Extended Data Fig. 9. Tumour infiltrating leukocyte FACS and scRNA-seq analysis following treatment with anti-PD-L1, anti-TIGIT, and anti-CSF-1R.

a, Percentage of tumour macrophages (left) and representative FACS plots of tumour CD11b+ cell expression of F4/80 and CD86 following treatment (right). Data were collected at day 7 after treatment, and are representative of two independent experiments with n = 5 mice in each group. Left, data are mean +/ − SEM with one-way ANOVA with Tukey’s multiple comparisons. b, Growth of CT26 tumours in syngeneic BALB/c mice treated with anti-gp120 (left), anti-PD-L1 + anti-TIGIT IgG2a (middle), and anti-PD-L1 + anti-TIGIT mIgG2a + anti-CSF-1R (right). Data are representative of two experiments with n = 10 mice in each group. c, UMAP of tumour-infiltrating lymphocytes (top, n = 21, 575) and myeloid (bottom, n = 3, 734) cells coloured by cell types. d, Bubble plots showing marker gene expression for T and NK cells (left) and myeloid cells (right) as shown in (c). e, Volcano plots showing the gene expression of anti-PD-L1 + anti-TIGIT IgG2a versus control IgG2a (left), anti-PD-L1 + anti-TIGIT IgG2a + anti-CSF-1R versus control IgG2a (middle), and anti-PD-L1 + anti-TIGIT IgG2a + anti-CSF-1R versus anti-PD-L1 + anti-TIGIT IgG2a (right) in tumour macrophage and monocytes combined. f, g, Volcano plots showing the gene expression of anti-PD-L1 + anti-TIGIT IgG2a + anti-CSF-1R versus anti-PD-L1 + anti-TIGIT IgG2a in tumour CD8 + T cells combined (f) and CD4 Tregs (g). c-g, Single cell RNA-seq was performed on intratumoural CD45+ cells isolated from tumours at day 3 after treatment, and data are from one independent experiment with n = 5 mice in each group. In volcano plots, the broken y-axis was used to make the y-axis range comparable and for better comparison between treatments; P values were calculated by two-tailed Wilcoxon rank-sum test. Source Data

Extended Data Fig. 10. Graphic illustration showing the design of the current study.

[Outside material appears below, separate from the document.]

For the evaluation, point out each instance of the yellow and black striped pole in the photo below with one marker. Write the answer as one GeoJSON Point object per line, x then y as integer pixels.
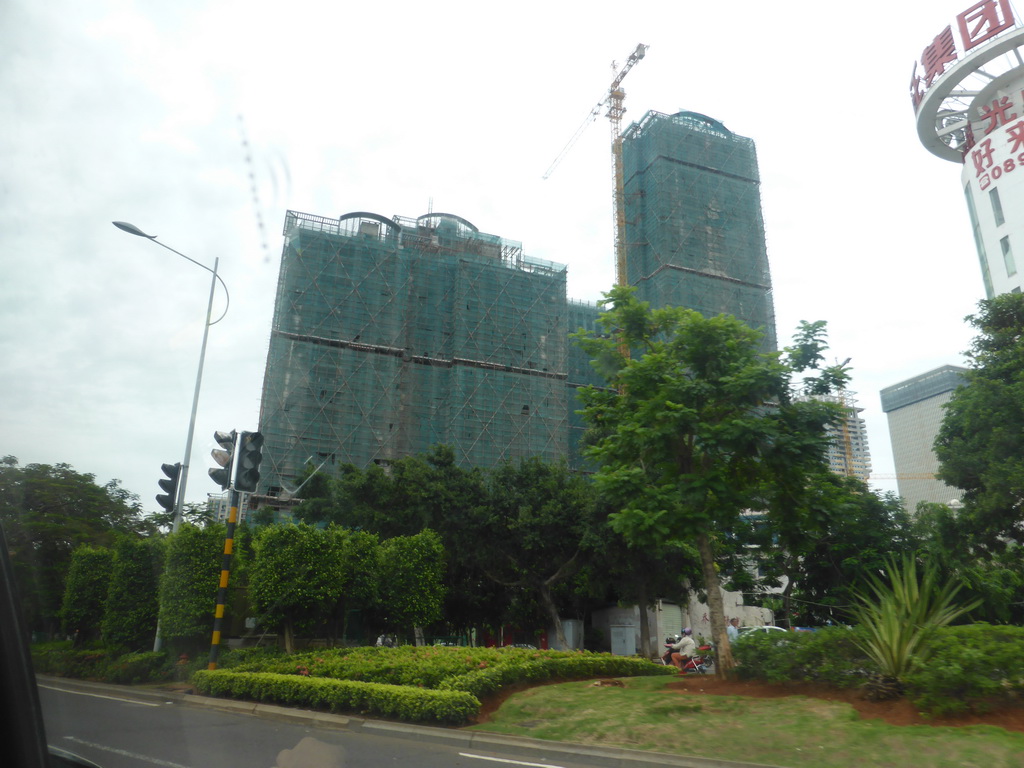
{"type": "Point", "coordinates": [225, 567]}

Top, To understand the mechanism(s) of response with tiragolumab in combination with atezolizumab, we leveraged samples collected from CITYSCAPE (left; NSCLC, Ph2) including tumour pretreatment samples for bulk RNA-seq and multiplex immunofluorescence (mIF), and pretreatment and on-treatment serum samples for Mass Spec, GO30103 (middle; NSCLC, Ph1b) including pretreatment and on-treatment peripheral blood mononuclear cells (PMBC) for single cell RNA-seq, and preclinical models (right). Bottom, Anti-TIGIT antibody, in a Fc dependent manner, remodels immunosuppressive tumour microenvironments by leveraging myeloid cells and Tregs, which was further enhanced with the addition of anti-PD-(L)1 antibody. Created with BioRender.com.